Entre las principales causas destacan el incremento de los alquileres comerciales, el encarecimiento de los suministros energéticos, los costes laborales, la competencia de las grandes plataformas digitales y los sobrecostes derivados de la insularidad, factores que reducen significativamente los márgenes de beneficio de autónomos y pequeñas empresas.
A esta situación se suma la insuficiencia de capital inicial con la que muchos emprendedores inician su actividad, agotando su tesorería durante los primeros años de funcionamiento antes de lograr consolidar una cartera estable de clientes.
Sin embargo, desde diversos sectores empresariales se advierte de que existen otros obstáculos que dificultan aún más la supervivencia de las pymes canarias.
Entre ellos destacan los largos procedimientos administrativos para obtener licencias y autorizaciones, la complejidad burocrática para iniciar nuevas actividades económicas y la acumulación de obligaciones administrativas que deben afrontar los pequeños empresarios desde el primer día.
Los emprendedores denuncian además que, una vez abierta la actividad, deben hacer frente a múltiples inspecciones y controles por parte de distintas administraciones públicas, incluyendo organismos sanitarios, laborales y municipales, generando una importante carga documental y económica especialmente difícil de asumir para las microempresas.

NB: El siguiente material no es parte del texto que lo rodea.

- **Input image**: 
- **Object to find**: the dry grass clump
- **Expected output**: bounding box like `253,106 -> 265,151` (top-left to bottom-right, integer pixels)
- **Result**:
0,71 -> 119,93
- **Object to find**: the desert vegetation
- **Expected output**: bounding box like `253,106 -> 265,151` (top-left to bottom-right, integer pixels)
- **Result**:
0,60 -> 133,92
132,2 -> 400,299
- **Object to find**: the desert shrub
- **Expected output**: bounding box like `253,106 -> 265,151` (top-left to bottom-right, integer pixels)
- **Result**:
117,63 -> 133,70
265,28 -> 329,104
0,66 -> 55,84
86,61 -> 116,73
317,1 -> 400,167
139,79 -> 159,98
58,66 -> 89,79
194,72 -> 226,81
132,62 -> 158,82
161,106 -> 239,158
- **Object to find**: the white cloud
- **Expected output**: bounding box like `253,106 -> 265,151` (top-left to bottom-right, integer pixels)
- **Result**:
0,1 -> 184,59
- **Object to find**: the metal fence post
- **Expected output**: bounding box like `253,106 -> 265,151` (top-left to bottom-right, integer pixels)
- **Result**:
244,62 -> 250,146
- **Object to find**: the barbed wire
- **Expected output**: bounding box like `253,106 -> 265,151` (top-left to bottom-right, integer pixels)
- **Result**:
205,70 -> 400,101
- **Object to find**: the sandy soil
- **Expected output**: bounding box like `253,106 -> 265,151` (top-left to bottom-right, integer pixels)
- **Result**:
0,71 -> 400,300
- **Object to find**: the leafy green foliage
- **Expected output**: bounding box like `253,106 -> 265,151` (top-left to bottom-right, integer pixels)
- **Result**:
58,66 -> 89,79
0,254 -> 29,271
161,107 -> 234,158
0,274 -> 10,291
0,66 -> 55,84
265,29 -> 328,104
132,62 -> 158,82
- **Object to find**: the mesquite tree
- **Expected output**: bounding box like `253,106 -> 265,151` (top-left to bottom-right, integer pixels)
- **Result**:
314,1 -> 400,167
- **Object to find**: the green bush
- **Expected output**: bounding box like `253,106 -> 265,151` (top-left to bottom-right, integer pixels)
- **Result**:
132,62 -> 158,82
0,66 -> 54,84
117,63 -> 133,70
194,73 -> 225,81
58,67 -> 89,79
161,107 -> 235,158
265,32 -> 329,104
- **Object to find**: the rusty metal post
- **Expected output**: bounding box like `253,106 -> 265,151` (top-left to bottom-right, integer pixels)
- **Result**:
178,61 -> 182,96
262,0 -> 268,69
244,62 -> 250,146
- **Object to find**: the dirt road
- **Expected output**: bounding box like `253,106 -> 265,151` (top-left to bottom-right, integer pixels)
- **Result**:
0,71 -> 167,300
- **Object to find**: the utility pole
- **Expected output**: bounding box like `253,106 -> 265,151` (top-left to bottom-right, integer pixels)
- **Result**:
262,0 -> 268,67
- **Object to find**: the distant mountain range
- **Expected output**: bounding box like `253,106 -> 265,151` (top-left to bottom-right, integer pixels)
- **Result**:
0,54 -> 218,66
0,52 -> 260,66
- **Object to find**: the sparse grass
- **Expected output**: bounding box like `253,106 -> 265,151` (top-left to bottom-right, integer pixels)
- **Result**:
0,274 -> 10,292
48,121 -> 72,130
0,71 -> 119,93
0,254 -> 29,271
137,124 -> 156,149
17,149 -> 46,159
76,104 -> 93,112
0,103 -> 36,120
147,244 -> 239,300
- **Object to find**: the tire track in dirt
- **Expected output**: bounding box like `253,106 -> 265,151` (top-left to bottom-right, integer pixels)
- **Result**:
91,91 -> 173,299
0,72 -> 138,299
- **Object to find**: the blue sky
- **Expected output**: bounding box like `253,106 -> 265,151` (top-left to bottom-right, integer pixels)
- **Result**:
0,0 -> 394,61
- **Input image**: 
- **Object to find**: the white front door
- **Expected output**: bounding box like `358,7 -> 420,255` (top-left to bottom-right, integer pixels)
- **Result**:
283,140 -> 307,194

A ello se añade la creciente dificultad para encontrar trabajadores dispuestos a cubrir determinados horarios, especialmente durante fines de semana y festivos, una circunstancia que afecta de forma especial a sectores como la hostelería, el comercio y los servicios.
Muchos empresarios afirman que esta situación termina provocando conflictos laborales y procedimientos judiciales que incrementan aún más los costes de funcionamiento.
Canarias cuenta con un tejido empresarial formado mayoritariamente por microempresas y pequeñas y medianas empresas, que representan más del 95% del total. Por ello, las organizaciones empresariales consideran imprescindible avanzar hacia una simplificación administrativa real, reducir cargas burocráticas, agilizar licencias y facilitar el crecimiento de quienes generan empleo y riqueza en las islas.
La supervivencia de las pymes no solo afecta a los empresarios. Detrás de cada cierre hay empleos perdidos, familias afectadas y menos oportunidades para la economía local.
Por ello, reclaman que las administraciones sitúen el apoyo a las pequeñas empresas como una prioridad estratégica para el futuro de Canarias.